Solcu erkekler arasında yaygın olan bu pozisyonu (ya da parçalı pozisyonlar toplamını) ciddiye alarak üzerine konuşmanın en az iki sebepten önemli olduğunu söyleyebiliriz. Birincisi, bu pozisyona içkin varsayımların Anneler Gününün ötesinde toplumsal cinsiyet, iş bölümü, bakım emeği ve  toplumsal eşitsizliğe dair genel kanılar içeriyor olması. İkincisi, bu varsayımların kuramsal farklılıkların ötesinde sağdan gelen baskılar bağlamında acilen ihtiyaç duyduğumuz çok bileşenli toplumsal koalisyonları genel anlamda zora sokmaya devam etmesi.
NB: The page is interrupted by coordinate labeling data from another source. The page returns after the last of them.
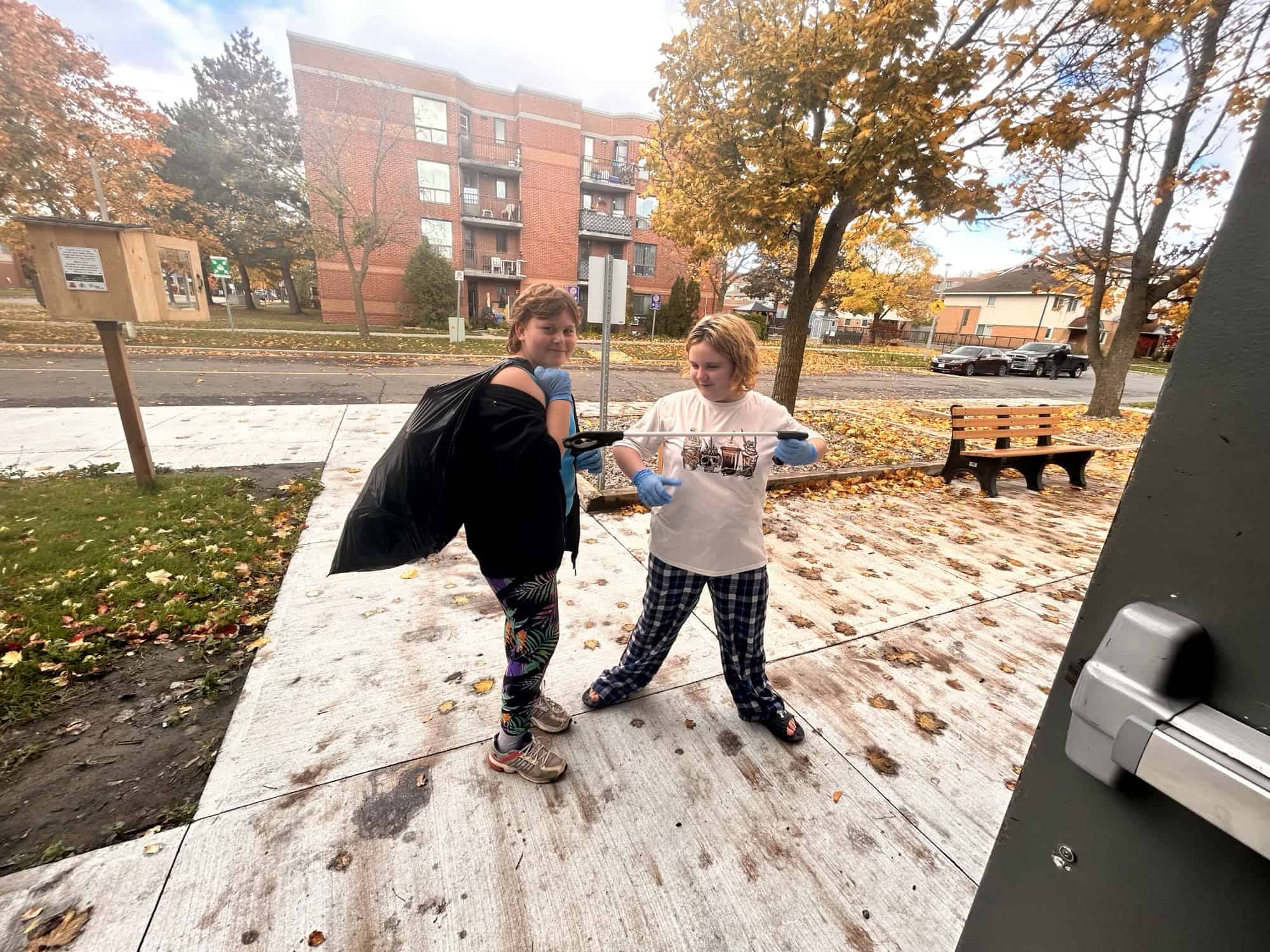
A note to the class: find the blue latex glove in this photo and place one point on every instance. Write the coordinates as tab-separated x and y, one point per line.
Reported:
591	461
652	488
796	453
556	383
Öncelikle söz konusu pozisyonu uğraştırıcı kılan yanlış ya da kötü niyetli olması değil, doğru ile yanlışı sözümona (kadını) özgürleştirici bir çerçevede birbirine eklemlemesi. Doğrularla başlayacak olursak, Anneler Günü gerçekten de kadınla anneliği özdeşleştiren ve ideal kadını anne olarak kuran bir söylem ve pratik. Güne özel reklam filmlerindeki hamarat, cefakar, obsesif kompulsif kadınlar, toplumsal cinsiyete dayalı iş bölümünü yansıtmakla kalmıyor, normal olarak pekiştiriyor. Pırıl pırıl evler, bakımlı ve mutlu çocuklar görselleri, ücretsiz bakım emeğinin toplum, devlet ve sermaye tarafından kadınların üstüne yıkılmasını neşeyle kutluyor. Zaten reklamların alıcısı toplum da, çoğu kadının ev işlerinden dolayı işgücüne katılamadığını, istihdam koşuluna bağlanmış sosyal haklardan faydalanamadığını ve işgücüne (çoğu zaman düşük ücretli) katıldıktan sonra bile ev işlerinin büyük çoğunluğunu yerine getirmeye devam ettiğini –‘biyolojik’ ve toplumsal olarak- ‘doğal’ karşılıyor. Bu anlamda Anneler Günü; bir yandan anne olan kadınların -milli bayramlardaki şehit anmalarına benzer bir şekilde- sembolik ritüellerle mistikleştirilmesine katkı sağlıyorken, diğer yandan da kadınların emeklerini ve asıl ihtiyaçlarını halının altına süpürüyor.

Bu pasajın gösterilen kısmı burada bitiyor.